Pour Le Pen, l'héritière, l'ennemi c'est l'émigré, l'étranger, le musulman. Peut-être bien le juif aussi, mais ça on n'ose pas le dire en public...
Pour Mélenchon, l'humaniste de pacotille, le riche n'a qu'une utilité : comme décoration à la lanterne accompagné de l'Allemand et de l'Américain, qui sont les alliés du riche...
Pour Fillon, l'ennemi, c'est la gauche, les syndicats, les canards et les journalistes, les tailleurs, les avortées, les ouvriers qui ne parlent pas français et puis aussi un peu les gays. Pour les divorcés, on ne sait pas...
Bref, beaucoup trop de monde, au final !

Ces dernières décennies, la France a essayé toutes ces divisions et ça ne marche pas. Sauf la division par l'extrême-droite, depuis un bail, mais ça qui s'en plaindrait ?
La division contre les riches ne marche pas non plus, n'a jamais marché nulle part. Parce que c'est balot, mais ce sont les riches qui font tourner l'économie et depuis une lanterne, ou depuis la Belgique ou la Suisse, ou l'Angleterre, ben c'est plus compliqué. Par contre, on peut faire en sorte qu'ils contribuent plus efficacement au bien commun et ça c'est l'idée de Macron.
La division contre les pauvres, ou plutôt leur pressurage indécent au profit d'une toute petite minorité, ça ne marche pas bien longtemps non plus, parce que les pauvres ont les moyens de bloquer la rue, ce qui paralyse tout le monde.
Au final, c'est la République de tous qui perd, par la faute de quelques-uns. Alors, oui, dans les meetings, ça rapporte de faire huer ou siffler ou détester l'ennemi, mais une fois élu, pour faire passer les lois, quand on a bien monté la moitié du pays contre l'autre, ça devient plus difficile...

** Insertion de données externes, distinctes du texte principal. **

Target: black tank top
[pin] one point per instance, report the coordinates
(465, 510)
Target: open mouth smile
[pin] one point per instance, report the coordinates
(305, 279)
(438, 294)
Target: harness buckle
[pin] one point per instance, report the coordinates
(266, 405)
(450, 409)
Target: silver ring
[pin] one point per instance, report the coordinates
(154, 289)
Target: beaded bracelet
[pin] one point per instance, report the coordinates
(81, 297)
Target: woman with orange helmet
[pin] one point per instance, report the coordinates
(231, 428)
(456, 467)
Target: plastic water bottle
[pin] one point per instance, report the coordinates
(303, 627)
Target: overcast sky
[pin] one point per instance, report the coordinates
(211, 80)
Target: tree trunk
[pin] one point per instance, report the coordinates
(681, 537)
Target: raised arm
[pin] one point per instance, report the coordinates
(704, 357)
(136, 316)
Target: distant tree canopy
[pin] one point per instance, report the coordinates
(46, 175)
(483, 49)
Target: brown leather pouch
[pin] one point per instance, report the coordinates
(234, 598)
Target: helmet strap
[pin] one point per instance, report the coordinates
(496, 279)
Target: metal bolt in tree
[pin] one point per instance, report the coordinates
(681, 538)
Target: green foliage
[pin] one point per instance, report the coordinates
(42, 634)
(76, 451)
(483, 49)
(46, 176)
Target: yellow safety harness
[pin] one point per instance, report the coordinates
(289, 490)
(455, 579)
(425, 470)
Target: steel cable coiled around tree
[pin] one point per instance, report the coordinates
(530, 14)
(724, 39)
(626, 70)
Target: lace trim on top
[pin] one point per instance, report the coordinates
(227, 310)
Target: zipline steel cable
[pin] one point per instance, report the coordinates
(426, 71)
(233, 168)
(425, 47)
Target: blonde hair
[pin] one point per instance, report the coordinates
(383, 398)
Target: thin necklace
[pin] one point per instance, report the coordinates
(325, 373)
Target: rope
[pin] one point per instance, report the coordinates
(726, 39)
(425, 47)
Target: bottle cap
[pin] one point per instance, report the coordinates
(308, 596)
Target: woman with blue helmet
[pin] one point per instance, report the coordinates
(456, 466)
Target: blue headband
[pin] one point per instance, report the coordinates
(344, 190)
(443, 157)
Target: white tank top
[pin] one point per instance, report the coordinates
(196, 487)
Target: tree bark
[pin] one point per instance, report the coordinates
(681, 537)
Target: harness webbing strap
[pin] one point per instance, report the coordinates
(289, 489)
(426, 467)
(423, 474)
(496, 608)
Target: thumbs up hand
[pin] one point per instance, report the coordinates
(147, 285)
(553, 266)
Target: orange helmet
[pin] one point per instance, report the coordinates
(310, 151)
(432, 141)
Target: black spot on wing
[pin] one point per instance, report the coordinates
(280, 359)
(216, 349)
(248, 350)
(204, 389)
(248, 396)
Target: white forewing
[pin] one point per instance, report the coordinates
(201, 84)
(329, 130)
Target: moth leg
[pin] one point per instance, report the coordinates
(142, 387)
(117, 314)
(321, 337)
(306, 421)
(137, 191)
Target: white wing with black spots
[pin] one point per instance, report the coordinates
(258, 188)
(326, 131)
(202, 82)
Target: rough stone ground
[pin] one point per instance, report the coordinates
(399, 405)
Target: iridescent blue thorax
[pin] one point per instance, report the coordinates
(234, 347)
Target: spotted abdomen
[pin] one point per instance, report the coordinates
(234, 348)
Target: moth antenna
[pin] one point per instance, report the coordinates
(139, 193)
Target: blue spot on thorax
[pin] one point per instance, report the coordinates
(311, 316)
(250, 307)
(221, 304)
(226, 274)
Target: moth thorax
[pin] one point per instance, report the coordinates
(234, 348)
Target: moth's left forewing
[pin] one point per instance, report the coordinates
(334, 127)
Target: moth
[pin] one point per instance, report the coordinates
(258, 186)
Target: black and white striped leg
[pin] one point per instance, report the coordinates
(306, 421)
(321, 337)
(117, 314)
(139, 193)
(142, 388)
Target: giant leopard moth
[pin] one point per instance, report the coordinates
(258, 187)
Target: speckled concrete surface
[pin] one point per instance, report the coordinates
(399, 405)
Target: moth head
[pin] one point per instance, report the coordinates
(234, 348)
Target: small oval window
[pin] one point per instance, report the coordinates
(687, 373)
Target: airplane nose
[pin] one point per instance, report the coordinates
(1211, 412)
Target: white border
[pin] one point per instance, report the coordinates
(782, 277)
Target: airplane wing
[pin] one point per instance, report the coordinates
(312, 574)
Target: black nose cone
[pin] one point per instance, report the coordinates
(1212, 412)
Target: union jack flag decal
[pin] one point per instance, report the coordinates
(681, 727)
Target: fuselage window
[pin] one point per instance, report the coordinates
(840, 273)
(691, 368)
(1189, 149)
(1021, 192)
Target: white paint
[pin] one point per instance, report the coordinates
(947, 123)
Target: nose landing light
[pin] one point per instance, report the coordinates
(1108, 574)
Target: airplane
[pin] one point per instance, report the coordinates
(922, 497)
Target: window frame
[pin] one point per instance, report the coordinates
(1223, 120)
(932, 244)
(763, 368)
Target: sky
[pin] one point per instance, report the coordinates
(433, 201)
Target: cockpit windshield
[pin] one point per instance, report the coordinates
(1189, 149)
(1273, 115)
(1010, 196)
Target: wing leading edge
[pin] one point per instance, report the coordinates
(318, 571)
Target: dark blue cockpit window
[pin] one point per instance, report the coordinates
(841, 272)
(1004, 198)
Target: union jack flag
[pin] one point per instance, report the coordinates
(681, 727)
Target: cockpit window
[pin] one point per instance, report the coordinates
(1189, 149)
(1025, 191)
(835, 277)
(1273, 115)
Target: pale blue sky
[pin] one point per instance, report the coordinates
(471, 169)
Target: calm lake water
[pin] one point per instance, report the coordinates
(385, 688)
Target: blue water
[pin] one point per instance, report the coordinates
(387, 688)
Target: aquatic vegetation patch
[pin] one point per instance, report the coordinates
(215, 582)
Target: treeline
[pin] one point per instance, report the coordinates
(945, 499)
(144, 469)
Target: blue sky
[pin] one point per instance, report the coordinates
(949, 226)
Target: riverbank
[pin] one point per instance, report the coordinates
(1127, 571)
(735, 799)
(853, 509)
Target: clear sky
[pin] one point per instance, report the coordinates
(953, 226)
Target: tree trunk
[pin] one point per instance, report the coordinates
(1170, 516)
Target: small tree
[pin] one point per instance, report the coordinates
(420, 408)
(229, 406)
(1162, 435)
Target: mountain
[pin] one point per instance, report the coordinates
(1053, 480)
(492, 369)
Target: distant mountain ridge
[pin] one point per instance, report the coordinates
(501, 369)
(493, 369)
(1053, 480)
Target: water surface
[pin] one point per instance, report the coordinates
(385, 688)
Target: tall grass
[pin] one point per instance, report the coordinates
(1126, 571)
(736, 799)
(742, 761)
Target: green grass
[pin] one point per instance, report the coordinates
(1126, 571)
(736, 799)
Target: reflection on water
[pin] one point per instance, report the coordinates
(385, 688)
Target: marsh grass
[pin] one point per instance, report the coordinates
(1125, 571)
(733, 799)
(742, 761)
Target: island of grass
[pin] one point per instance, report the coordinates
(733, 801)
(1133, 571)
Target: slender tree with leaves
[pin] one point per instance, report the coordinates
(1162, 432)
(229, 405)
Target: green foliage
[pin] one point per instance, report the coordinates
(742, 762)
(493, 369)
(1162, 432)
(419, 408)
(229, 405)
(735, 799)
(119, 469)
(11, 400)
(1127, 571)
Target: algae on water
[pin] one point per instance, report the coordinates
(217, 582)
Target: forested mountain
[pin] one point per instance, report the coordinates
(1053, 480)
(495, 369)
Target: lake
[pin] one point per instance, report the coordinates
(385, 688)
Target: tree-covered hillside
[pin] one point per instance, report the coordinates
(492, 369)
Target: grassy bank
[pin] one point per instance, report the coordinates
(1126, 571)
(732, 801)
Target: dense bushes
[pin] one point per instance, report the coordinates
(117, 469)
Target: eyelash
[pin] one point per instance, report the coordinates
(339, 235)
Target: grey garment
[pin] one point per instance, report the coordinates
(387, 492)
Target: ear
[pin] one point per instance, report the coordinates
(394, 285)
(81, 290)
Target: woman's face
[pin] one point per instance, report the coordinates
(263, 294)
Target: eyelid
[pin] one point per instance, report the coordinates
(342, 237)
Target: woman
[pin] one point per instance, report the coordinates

Donc il faut trouver le moyen de faire autrement, au-delà des clivages et des divisions, de rassembler non seulement à l'intérieur du pays, mais à l'extérieur aussi. Au niveau de l'Europe d'abord, parce qu'on a besoin d'elle et qu'on est plus fort ensemble que tout seul. Au niveau du monde ensuite, parce qu'au final, l'humanité n'est qu'une seule entité et qu'elle a des problèmes à résoudre, comme le réchauffement climatique, la répartition des richesses ou les risques de guerre qui doivent être gérés en commun.

Macron n'a jamais attaqué une catégorie dans son ensemble, ce n'est pas son truc. Ni en politique intérieure, ni en politique étrangère. Des individus oui, des leaders qui utilisent leur pouvoir dans des directions de haine et de division, oui, ceux-là sont criticables et doivent être critiqués, en nommant les responsables. Pas les peuples, ni les catégories sociales, nous avons tous besoin de tout le monde, ou presque et moins il y aura d'ennemis, plus il sera facile d'avancer.